The privatisation of the French railway market has led to many innovative ideas, and not only on the part of big international investors. One of the most impressive is Railcoop. Europe’s first railway cooperative brings together ‘citizens, railway workers, businesses and collective around a single mission: to develop a transport offering at once innovative and adapted to the needs of all territories’. Ambitious? Yes. Original? Even more so.
The basic idea is simple. Numerous train lines have been abandoned in recent years for logistical and economic reasons, even though they were still useful to locals. Often they were neglected in favour of more profitable lines that pass through Paris. To help revive them, a diverse group of rail fanatics founded a non-profit in 2019, before becoming a cooperative a few months later, with 32 founding members.
The first goal: to revive the Bordeaux-Lyon line, which was abandoned in 2012. And for good reason: how could it be that these two major French cities weren’t directly connected by train? Why should the inhabitants of the capital of the Gauls and those of the French wine capital have to pass through the City of Light every time? For the members of Railcoop, this was incomprehensible. And we’d agree.
Three years after it was founded, the cooperative had raised seven million euros and numbered some 12,000 members, including local associations, collectives and businesses like the media outfit Alternatives Economiques and store chain Biocoop. As of 2021, it even has a railway business licence. However, the opening of the line has been repeatedly delayed. First it was pushed back to December 11 2022, and now the opening of the Bordeaux-Lyon line (via Périgueux, Limoges and Montluçon) doesn’t even have an official inauguration date.
Despite the generosity and goodwill of its members and supporters, the cooperative today faces three main problems.
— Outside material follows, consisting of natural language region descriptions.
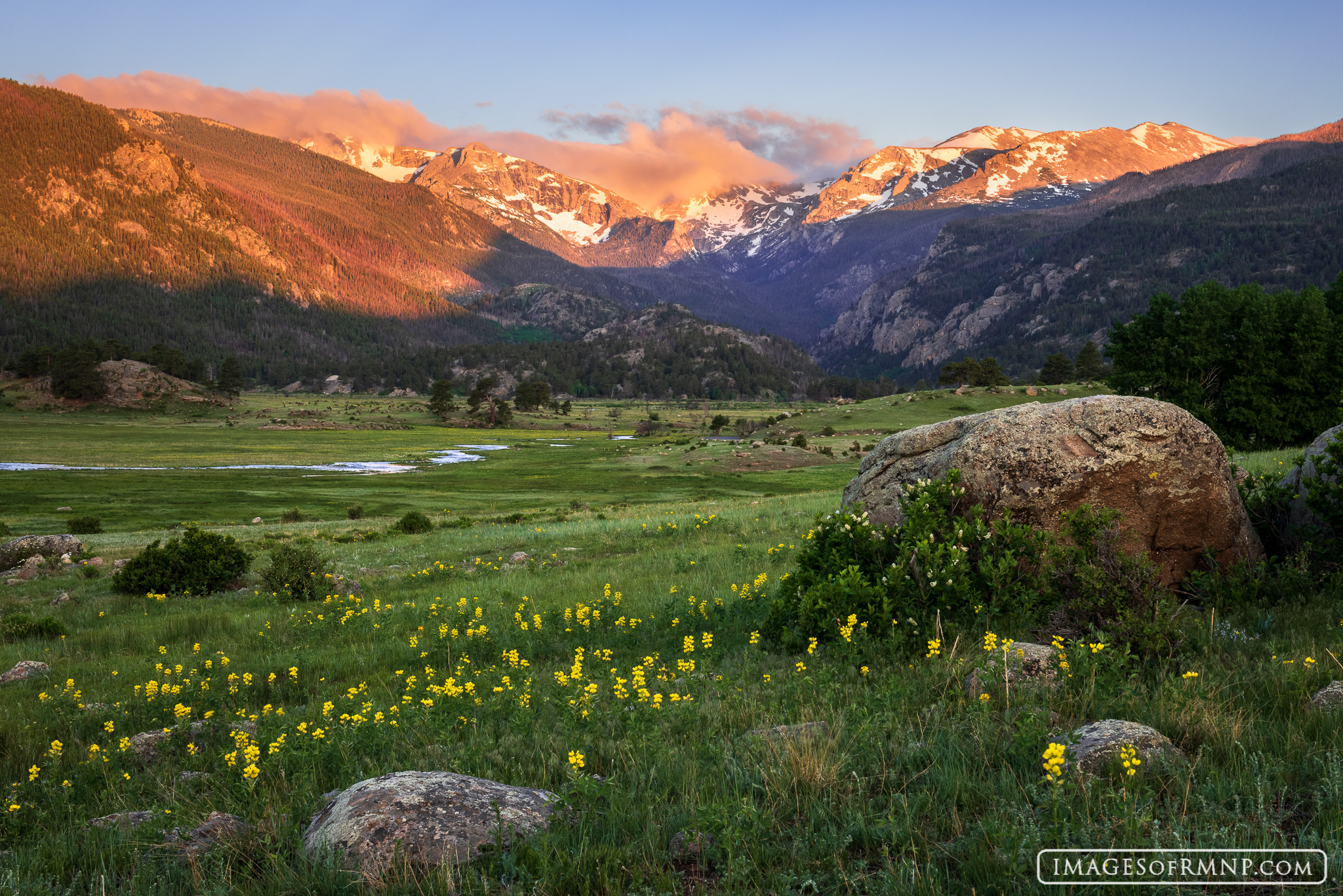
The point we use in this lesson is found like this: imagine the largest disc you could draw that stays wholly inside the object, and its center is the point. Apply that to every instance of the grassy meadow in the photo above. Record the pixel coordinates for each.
(617, 668)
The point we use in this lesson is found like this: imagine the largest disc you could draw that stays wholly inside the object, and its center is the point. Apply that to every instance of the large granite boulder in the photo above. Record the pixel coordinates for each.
(1163, 469)
(425, 819)
(1299, 513)
(50, 546)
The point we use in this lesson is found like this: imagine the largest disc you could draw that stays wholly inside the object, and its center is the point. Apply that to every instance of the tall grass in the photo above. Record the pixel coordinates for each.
(910, 788)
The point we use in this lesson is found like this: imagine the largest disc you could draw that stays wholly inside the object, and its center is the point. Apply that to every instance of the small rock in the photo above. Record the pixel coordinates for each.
(792, 732)
(146, 745)
(124, 820)
(216, 828)
(24, 669)
(46, 546)
(1028, 664)
(689, 846)
(1329, 696)
(425, 819)
(1096, 743)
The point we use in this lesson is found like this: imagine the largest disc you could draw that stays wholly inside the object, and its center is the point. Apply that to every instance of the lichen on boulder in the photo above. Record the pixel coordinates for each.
(424, 819)
(1165, 471)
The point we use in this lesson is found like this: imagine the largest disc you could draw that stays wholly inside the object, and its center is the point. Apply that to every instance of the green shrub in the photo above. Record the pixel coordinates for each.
(943, 558)
(414, 523)
(296, 573)
(1102, 589)
(197, 563)
(84, 526)
(16, 627)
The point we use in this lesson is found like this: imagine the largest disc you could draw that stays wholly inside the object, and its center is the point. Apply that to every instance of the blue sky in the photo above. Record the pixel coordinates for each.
(896, 71)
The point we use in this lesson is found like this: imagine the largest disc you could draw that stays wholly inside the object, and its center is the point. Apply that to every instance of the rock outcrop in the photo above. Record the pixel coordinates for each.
(425, 819)
(1329, 697)
(1028, 664)
(24, 669)
(1096, 743)
(50, 546)
(1153, 461)
(1299, 513)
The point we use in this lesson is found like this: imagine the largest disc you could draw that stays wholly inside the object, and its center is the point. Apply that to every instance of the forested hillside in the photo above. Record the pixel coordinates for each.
(1022, 286)
(169, 229)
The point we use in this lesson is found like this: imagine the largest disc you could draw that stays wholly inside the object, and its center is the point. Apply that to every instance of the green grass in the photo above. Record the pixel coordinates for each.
(913, 789)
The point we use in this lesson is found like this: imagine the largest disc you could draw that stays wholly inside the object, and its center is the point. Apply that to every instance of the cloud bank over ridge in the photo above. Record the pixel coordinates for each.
(653, 160)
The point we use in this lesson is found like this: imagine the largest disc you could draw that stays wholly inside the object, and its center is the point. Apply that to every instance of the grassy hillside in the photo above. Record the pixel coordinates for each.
(910, 786)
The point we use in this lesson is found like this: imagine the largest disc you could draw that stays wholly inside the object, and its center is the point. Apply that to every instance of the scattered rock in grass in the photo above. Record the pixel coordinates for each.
(1299, 515)
(425, 819)
(146, 745)
(24, 669)
(1096, 743)
(1329, 696)
(216, 828)
(46, 546)
(1028, 664)
(1165, 471)
(124, 820)
(792, 732)
(689, 846)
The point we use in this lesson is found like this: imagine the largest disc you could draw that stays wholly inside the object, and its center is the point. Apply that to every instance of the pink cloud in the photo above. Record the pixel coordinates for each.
(672, 157)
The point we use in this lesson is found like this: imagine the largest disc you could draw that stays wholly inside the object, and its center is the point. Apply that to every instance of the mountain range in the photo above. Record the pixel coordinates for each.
(169, 227)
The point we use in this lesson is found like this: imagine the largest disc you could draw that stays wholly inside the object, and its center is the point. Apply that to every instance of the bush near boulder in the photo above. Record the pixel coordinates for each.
(943, 556)
(297, 573)
(197, 563)
(414, 523)
(84, 526)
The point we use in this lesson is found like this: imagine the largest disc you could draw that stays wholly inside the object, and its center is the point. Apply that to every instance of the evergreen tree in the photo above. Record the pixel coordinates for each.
(1089, 364)
(989, 372)
(1057, 370)
(74, 372)
(441, 398)
(230, 378)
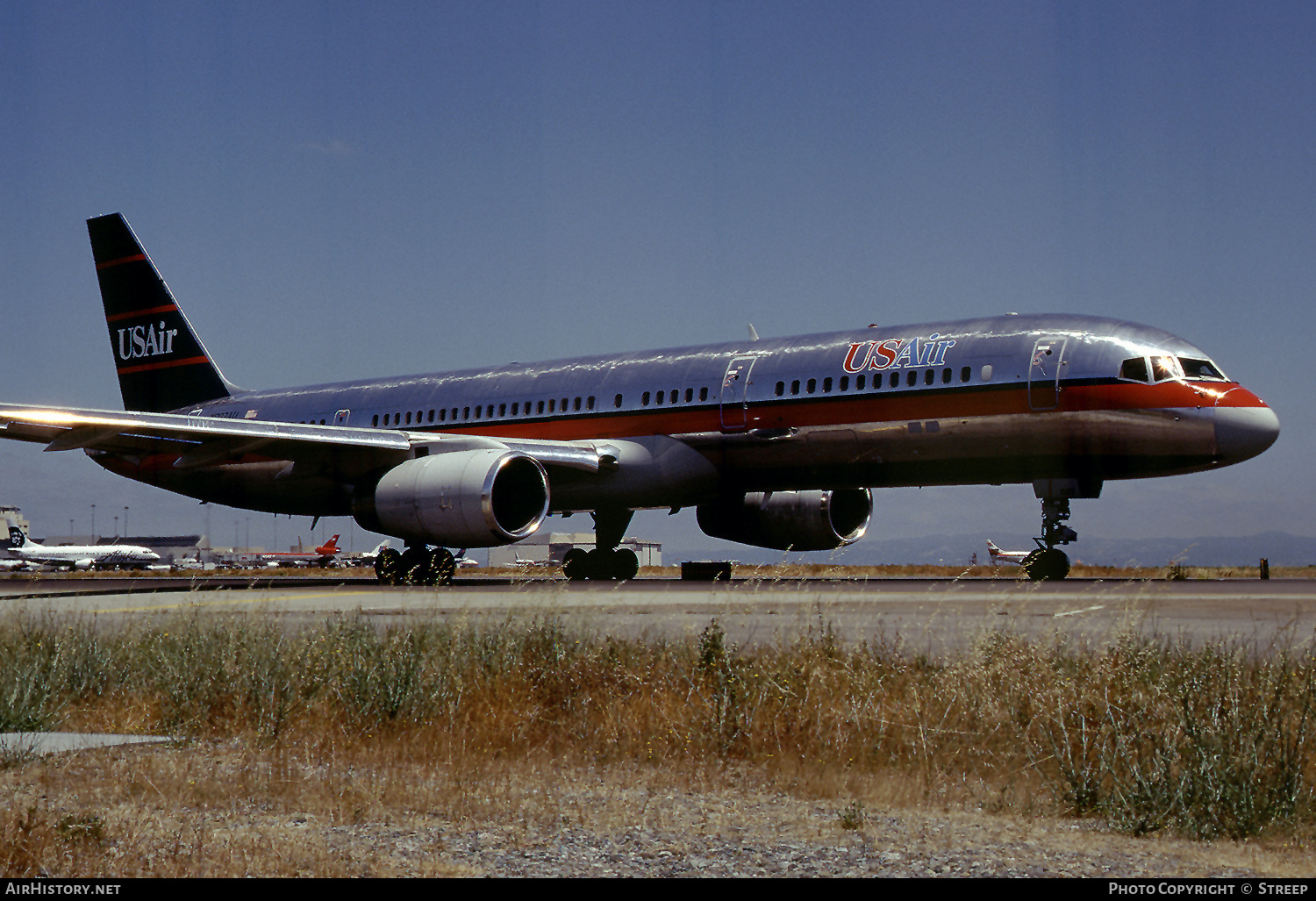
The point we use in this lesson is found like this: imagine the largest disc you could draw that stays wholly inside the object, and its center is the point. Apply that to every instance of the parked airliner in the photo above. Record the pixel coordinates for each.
(999, 556)
(81, 556)
(323, 555)
(776, 442)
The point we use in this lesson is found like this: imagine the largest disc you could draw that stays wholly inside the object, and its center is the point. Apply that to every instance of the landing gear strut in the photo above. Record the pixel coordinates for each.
(416, 566)
(607, 561)
(1047, 561)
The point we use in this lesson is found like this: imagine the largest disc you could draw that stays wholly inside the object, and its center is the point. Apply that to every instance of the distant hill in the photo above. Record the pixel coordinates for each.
(1279, 547)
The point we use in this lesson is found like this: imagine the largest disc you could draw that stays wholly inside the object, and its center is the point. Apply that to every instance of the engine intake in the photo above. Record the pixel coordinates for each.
(790, 519)
(463, 498)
The first, which could be resolved soon, is to do with logistics. To get trains on tracks, you have to receive timetabling approval by SNCF Réseau. For a while, it seemed like the two parties might not reach an agreement, but over the past few months, the management of Railcoop, however, wanted to be reassuring on the subject, without saying much more.
The second difficulty faced by Railcoop relates to the renovation of three X72500 acrriages which should allow it to reconnect Bordeaux and Lyon. Repurchased from SNCF Voyageurs and the Auvergne-Rhône-Alpes region, they still haven’t been revamped to this day and so aren’t ready to welcome passengers wishing to travel from west to east and vice versa. It’s worth noting that the cooperative has since expressed interest in 20 other carriages.
Finally, Railcoop has financial issues, too. In fact, it reckons it’ll need 30 million euros to ensure its financial longevity – a sum that neither the banks nor the investors seem ready to plough into the project for the moment. However, at least 50 percent of the total must be its own funds. Happily, the members have recently launched a new whip round aiming to raise 27 million euros by spring 2022. They’ve also called on the French government to put in place state guarantees that they can access the rail market.
The existence of an initiative like Railcoop and the public excitement that it has generated is testament to the immense possibilities of the rail sector. We’re really excited to see the Figeac cooperative’s trains criss-crossing the Hexagon.